Islam instead gives practical, down to earth guidance, which in the end points towards a correct way forwards, benefiting oneself, the others and the world in general. This, perhaps, is what should be the correct definition of the word “religion.”

The Quran is a book of many levels and can be interpreted in many ways. The Quran’s flexibility and universality has allowed it to become the spiritual guide for many different forms of worship. Today it can be read and understood as an “agnostic” interpretation which changes nothing of its universal message and its unchanging indications on how to live a good and just existence.

In order to live in peace with Nature and oneself it is necessary to recognize the needs of nature as a whole; and this can go from a positive approach of respecting local animals (including humans!) and trees and the bees to the destructive carelessness which leads to unbalancing the rest of the universe in some way.

Prioritisation of the communal over the individual is one of the keys to a peace-loving and fair society, and Islam promotes this type of attitude strongly.

Learning. “Read!”, the Quran’s famous intimation to Muhammad by the Angel Gabriel, is the clearest incentive to the need of learning and understanding for any true faith, and learning means, by definition, going outside the “known” and exploring different voices and beliefs for the answers they can give, in space and in time. In these times of crisis of Western ideals, politics, and even the of the economic principles which have been pursued for the last 200 years, the example of Islam can give new direction and certainty to the very positive achievements which have been improving our material lives.

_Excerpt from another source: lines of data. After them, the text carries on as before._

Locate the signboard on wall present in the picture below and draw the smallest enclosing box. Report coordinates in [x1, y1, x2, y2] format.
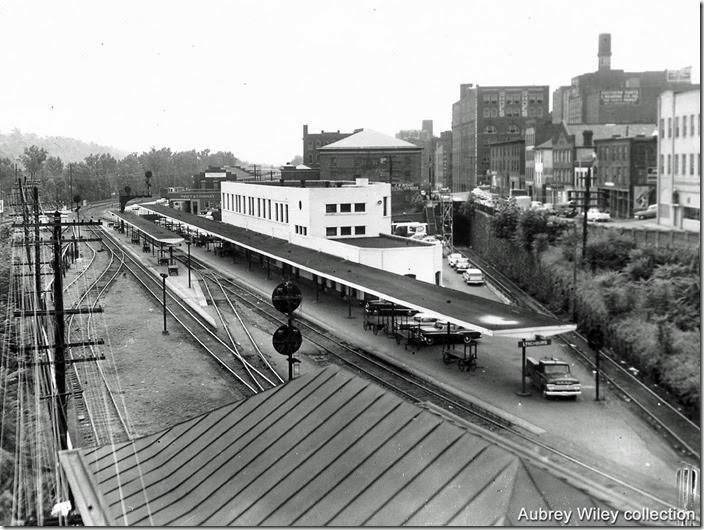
[633, 185, 653, 210]
[600, 89, 640, 105]
[666, 67, 692, 82]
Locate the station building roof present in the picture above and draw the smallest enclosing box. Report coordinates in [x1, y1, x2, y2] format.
[60, 366, 618, 526]
[143, 204, 576, 338]
[111, 210, 184, 245]
[319, 129, 421, 151]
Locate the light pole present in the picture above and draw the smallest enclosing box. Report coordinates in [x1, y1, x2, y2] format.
[186, 240, 192, 289]
[160, 272, 169, 335]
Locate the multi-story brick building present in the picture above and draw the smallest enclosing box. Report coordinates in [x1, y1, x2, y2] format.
[553, 33, 694, 125]
[524, 121, 559, 200]
[488, 138, 525, 197]
[657, 88, 701, 230]
[451, 84, 550, 192]
[434, 131, 452, 190]
[303, 124, 362, 167]
[317, 129, 422, 185]
[551, 123, 655, 206]
[396, 120, 436, 188]
[593, 135, 657, 219]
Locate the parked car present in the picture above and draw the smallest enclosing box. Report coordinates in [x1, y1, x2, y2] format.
[554, 202, 578, 218]
[454, 257, 471, 272]
[586, 208, 611, 222]
[526, 357, 581, 399]
[447, 253, 463, 267]
[417, 321, 481, 346]
[634, 204, 657, 219]
[462, 267, 485, 285]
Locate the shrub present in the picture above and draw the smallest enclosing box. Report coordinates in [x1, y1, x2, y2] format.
[584, 231, 636, 272]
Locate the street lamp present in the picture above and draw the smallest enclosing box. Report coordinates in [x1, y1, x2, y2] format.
[160, 272, 169, 335]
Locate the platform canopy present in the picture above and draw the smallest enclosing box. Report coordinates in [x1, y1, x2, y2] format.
[61, 366, 623, 526]
[111, 210, 184, 245]
[143, 204, 576, 338]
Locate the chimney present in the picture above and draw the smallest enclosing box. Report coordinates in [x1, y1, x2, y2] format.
[598, 33, 611, 71]
[303, 124, 308, 136]
[583, 130, 594, 147]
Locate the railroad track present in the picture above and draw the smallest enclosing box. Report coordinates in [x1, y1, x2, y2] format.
[99, 227, 279, 397]
[173, 250, 683, 513]
[462, 246, 701, 460]
[63, 225, 132, 446]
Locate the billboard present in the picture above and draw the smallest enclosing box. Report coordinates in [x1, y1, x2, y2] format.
[666, 67, 692, 82]
[600, 89, 640, 105]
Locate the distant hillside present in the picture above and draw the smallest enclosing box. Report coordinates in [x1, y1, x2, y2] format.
[0, 128, 128, 163]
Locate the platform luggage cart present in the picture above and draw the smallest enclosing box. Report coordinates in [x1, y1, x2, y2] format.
[442, 340, 478, 372]
[362, 300, 417, 336]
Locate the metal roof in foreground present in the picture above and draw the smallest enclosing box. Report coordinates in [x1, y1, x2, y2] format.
[60, 366, 619, 526]
[143, 204, 576, 338]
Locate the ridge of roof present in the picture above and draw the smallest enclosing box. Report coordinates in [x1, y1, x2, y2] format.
[320, 129, 421, 150]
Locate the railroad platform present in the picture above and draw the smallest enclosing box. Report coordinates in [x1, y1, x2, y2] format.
[167, 231, 686, 507]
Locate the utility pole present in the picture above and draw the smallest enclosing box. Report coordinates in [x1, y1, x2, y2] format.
[51, 211, 69, 451]
[32, 187, 44, 310]
[581, 165, 591, 263]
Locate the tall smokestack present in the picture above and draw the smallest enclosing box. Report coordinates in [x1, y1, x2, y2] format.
[598, 33, 611, 71]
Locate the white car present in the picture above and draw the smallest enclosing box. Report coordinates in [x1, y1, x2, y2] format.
[454, 258, 470, 272]
[586, 208, 611, 222]
[463, 267, 485, 285]
[447, 253, 463, 267]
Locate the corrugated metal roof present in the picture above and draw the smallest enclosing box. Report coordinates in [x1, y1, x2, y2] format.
[320, 129, 421, 150]
[62, 366, 616, 526]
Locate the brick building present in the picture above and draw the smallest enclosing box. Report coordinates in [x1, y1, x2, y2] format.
[552, 33, 694, 125]
[489, 138, 525, 197]
[434, 131, 452, 190]
[303, 124, 362, 167]
[317, 129, 422, 185]
[451, 84, 550, 192]
[593, 135, 657, 219]
[551, 123, 655, 206]
[396, 120, 436, 188]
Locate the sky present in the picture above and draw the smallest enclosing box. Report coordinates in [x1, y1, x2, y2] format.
[0, 0, 701, 166]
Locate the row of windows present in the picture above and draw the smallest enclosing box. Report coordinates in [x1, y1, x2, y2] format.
[223, 192, 289, 223]
[598, 145, 629, 161]
[294, 225, 308, 235]
[661, 114, 701, 138]
[661, 153, 701, 176]
[482, 107, 544, 118]
[482, 93, 544, 104]
[325, 202, 365, 213]
[483, 125, 523, 134]
[326, 226, 366, 237]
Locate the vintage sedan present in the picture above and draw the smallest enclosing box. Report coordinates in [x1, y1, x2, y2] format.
[415, 321, 481, 346]
[634, 204, 657, 219]
[586, 208, 611, 222]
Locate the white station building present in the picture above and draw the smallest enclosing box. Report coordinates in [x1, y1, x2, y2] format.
[220, 178, 443, 285]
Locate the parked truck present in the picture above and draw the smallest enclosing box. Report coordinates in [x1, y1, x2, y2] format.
[525, 357, 581, 399]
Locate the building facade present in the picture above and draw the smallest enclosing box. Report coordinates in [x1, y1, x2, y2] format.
[489, 139, 525, 197]
[594, 135, 657, 219]
[534, 140, 553, 204]
[302, 124, 362, 167]
[397, 120, 436, 188]
[434, 131, 453, 190]
[657, 88, 701, 231]
[317, 129, 422, 185]
[551, 123, 655, 205]
[220, 178, 443, 284]
[524, 122, 559, 200]
[452, 84, 550, 192]
[552, 34, 694, 125]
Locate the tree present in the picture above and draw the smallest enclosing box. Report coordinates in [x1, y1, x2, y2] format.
[490, 198, 519, 239]
[19, 145, 48, 179]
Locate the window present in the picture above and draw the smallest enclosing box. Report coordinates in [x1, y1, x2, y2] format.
[340, 203, 351, 213]
[340, 226, 352, 236]
[667, 118, 672, 137]
[268, 199, 271, 219]
[325, 203, 337, 213]
[692, 115, 696, 136]
[484, 125, 497, 134]
[354, 202, 365, 212]
[331, 157, 337, 166]
[507, 125, 520, 134]
[675, 117, 680, 137]
[285, 204, 289, 223]
[257, 198, 261, 217]
[483, 108, 490, 118]
[490, 108, 498, 118]
[660, 154, 664, 173]
[674, 154, 679, 174]
[659, 118, 665, 137]
[383, 197, 388, 216]
[355, 226, 366, 235]
[683, 116, 688, 136]
[326, 227, 337, 237]
[667, 154, 671, 174]
[537, 107, 544, 117]
[690, 154, 695, 175]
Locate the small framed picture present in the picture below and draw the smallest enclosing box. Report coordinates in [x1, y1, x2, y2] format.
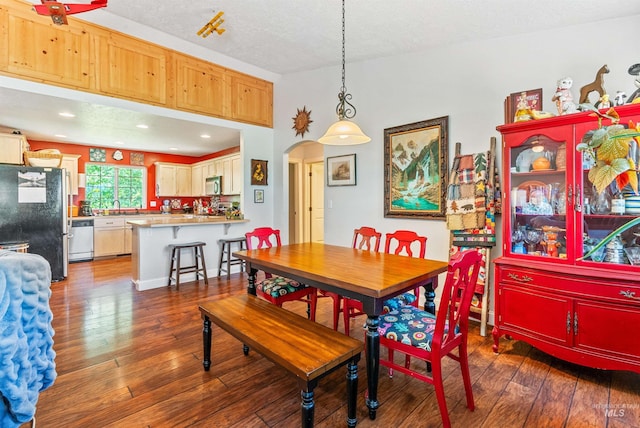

The Quran does not need changing; it simply needs explaining, leaving the revered and undoubtedly unique and extraordinary original untouched. It needs capable, knowledgeable and dedicated people of a very high calibre to transform the examples used in the Quran to explain the Universal principles which it commands us to obey with examples relevant to our fast, confusing and blindly materialistic existence of today. It may lose some of its fascination, lore and poetic genius but it will still teach exactly the same principles of behaviour and ethics of Mohammad’s revelations.